Transfer Learning Approaches for Machine Translation

This article was originally posted in the TWB Tech Blog on medium.com

TWB’s current research focuses on bringing language technology to marginalized communities

Translators without Borders (TWB) aims to empower people through access to critical information and two-way communication in their own language. We believe language technology such as machine translation systems are essential to achieving this. This is a challenging task given many of the languages we work with have little to no language data available to build such systems.

In this post, I’ll explain some methods for dealing with low-resource languages. I’ll also report on our experiments in obtaining a Tigrinya-English neural machine translation (NMT) model.

The progress in machine translation (MT) has reached many remarkable milestones over the last few years, and it is likely that it will progress further. However, the development of MT technology has mainly benefited a small number of languages.

Building an MT system relies on the availability of parallel data. The more present a language is digitally, the higher the probability of collecting large parallel corpora which are needed to train these types of systems.

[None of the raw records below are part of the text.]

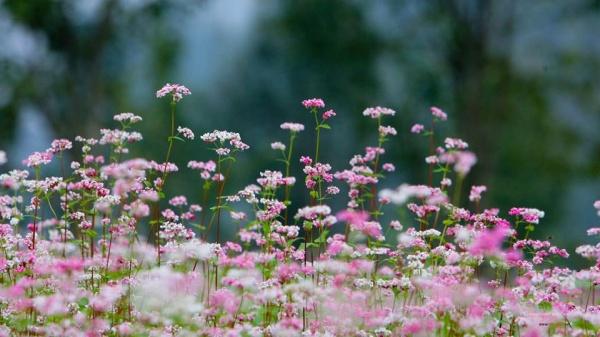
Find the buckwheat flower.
[431,106,448,121]
[363,106,396,119]
[169,195,187,207]
[425,155,440,165]
[302,98,325,109]
[379,125,398,136]
[469,226,510,255]
[215,147,231,156]
[177,126,194,140]
[229,211,246,220]
[390,220,403,232]
[381,163,396,172]
[300,156,312,165]
[48,139,73,154]
[279,122,304,132]
[410,124,425,134]
[444,138,469,150]
[271,142,285,151]
[113,112,142,124]
[23,152,52,167]
[323,110,336,120]
[440,178,452,187]
[508,207,545,224]
[156,83,192,102]
[454,151,477,176]
[325,186,340,195]
[469,185,487,202]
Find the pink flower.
[48,139,73,154]
[363,106,396,119]
[410,124,425,134]
[302,98,325,109]
[381,163,396,172]
[23,152,52,167]
[335,209,369,225]
[323,110,336,120]
[280,122,304,132]
[177,126,194,140]
[469,185,487,202]
[469,225,509,255]
[431,106,448,121]
[300,156,312,165]
[156,83,192,102]
[209,288,239,315]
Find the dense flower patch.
[0,84,600,337]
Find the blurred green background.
[0,0,600,260]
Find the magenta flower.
[156,83,192,102]
[302,98,325,109]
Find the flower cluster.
[0,89,600,337]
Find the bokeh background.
[0,0,600,262]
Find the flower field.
[0,84,600,337]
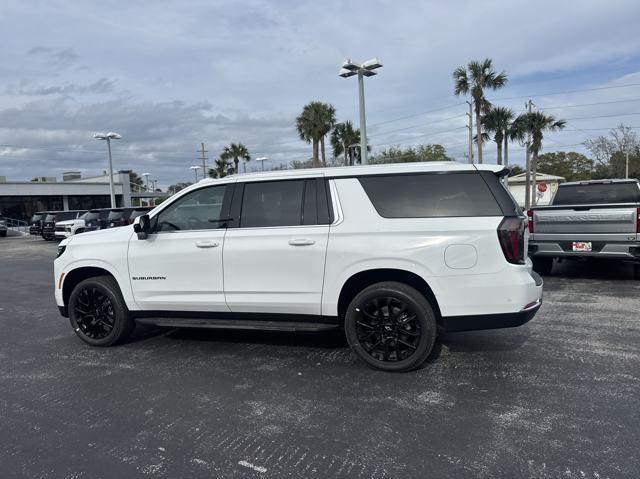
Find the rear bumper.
[441,298,542,333]
[529,239,640,261]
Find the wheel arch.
[338,268,442,323]
[62,266,122,307]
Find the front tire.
[345,282,436,372]
[531,257,553,276]
[69,276,135,346]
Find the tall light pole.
[338,58,382,165]
[256,156,269,171]
[191,166,200,183]
[93,131,122,208]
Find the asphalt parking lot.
[0,238,640,478]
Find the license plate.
[573,241,592,251]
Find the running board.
[136,317,339,333]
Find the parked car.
[29,211,48,236]
[528,180,640,279]
[107,207,149,228]
[84,208,111,232]
[54,162,542,371]
[55,211,90,239]
[42,211,84,241]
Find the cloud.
[27,46,80,71]
[0,0,640,184]
[6,78,115,97]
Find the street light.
[191,166,200,183]
[142,173,151,191]
[256,156,269,171]
[93,131,121,208]
[338,58,382,165]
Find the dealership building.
[0,171,134,221]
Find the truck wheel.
[69,276,135,346]
[345,282,436,371]
[532,258,553,276]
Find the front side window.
[240,180,304,228]
[155,185,226,232]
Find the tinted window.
[108,210,125,220]
[552,183,640,205]
[240,180,304,228]
[156,186,226,231]
[55,211,78,221]
[360,173,502,218]
[129,209,149,220]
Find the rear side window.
[108,210,124,220]
[359,173,503,218]
[240,180,304,228]
[552,183,640,205]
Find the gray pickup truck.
[527,180,640,279]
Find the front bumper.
[529,239,640,261]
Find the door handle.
[289,238,316,246]
[196,241,218,248]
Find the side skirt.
[131,311,340,332]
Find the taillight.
[498,216,527,264]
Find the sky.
[0,0,640,188]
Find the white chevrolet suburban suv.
[55,162,542,371]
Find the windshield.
[552,182,640,205]
[109,210,124,220]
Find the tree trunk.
[311,138,318,166]
[504,135,509,166]
[531,150,538,206]
[320,135,327,166]
[476,108,482,164]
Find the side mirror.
[133,215,151,239]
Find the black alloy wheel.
[68,276,135,346]
[356,296,421,362]
[73,287,116,340]
[345,282,436,371]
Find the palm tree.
[209,158,233,178]
[296,101,336,166]
[513,111,566,205]
[331,121,360,166]
[482,106,514,165]
[453,58,507,163]
[220,143,251,174]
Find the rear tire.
[345,281,437,372]
[532,257,553,276]
[68,276,135,346]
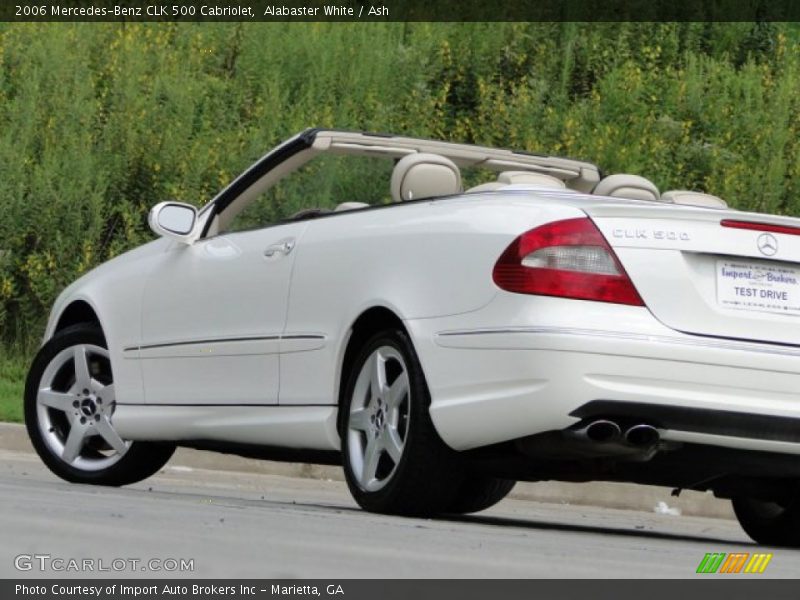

However, most languages do not have the amount of written resources that English, German, French and a few other languages spoken in highly developed countries have. The lack of written resources in other languages drastically increases the difficulty of bringing MT services to speakers of these languages.

Low-resource MT scenario

Figure 2, modified from Koehn and Knowles (2017), shows the relationship between the BLEU score and the corpus size for the three MT approaches.

A classic phrase-based MT model outperforms NMT for smaller training set sizes. Only after a corpus size threshold of 15M words, roughly equivalent to 1 million sentence pairs, classic NMT shows its superiority.

Low-resource MT, on the other hand, deals with corpus sizes that are around a couple of thousand sentences. Although this figure shows at first glance that there is no way to obtain anything useful for low resource languages, there are ways to leverage even small data sets. One of these is a deep learning technique called transfer learning, which makes use of the knowledge gained while solving one problem to apply it to a different but related problem.

Cross-lingual transfer learning

Figure 3 illustrates their idea of cross-lingual transfer learning.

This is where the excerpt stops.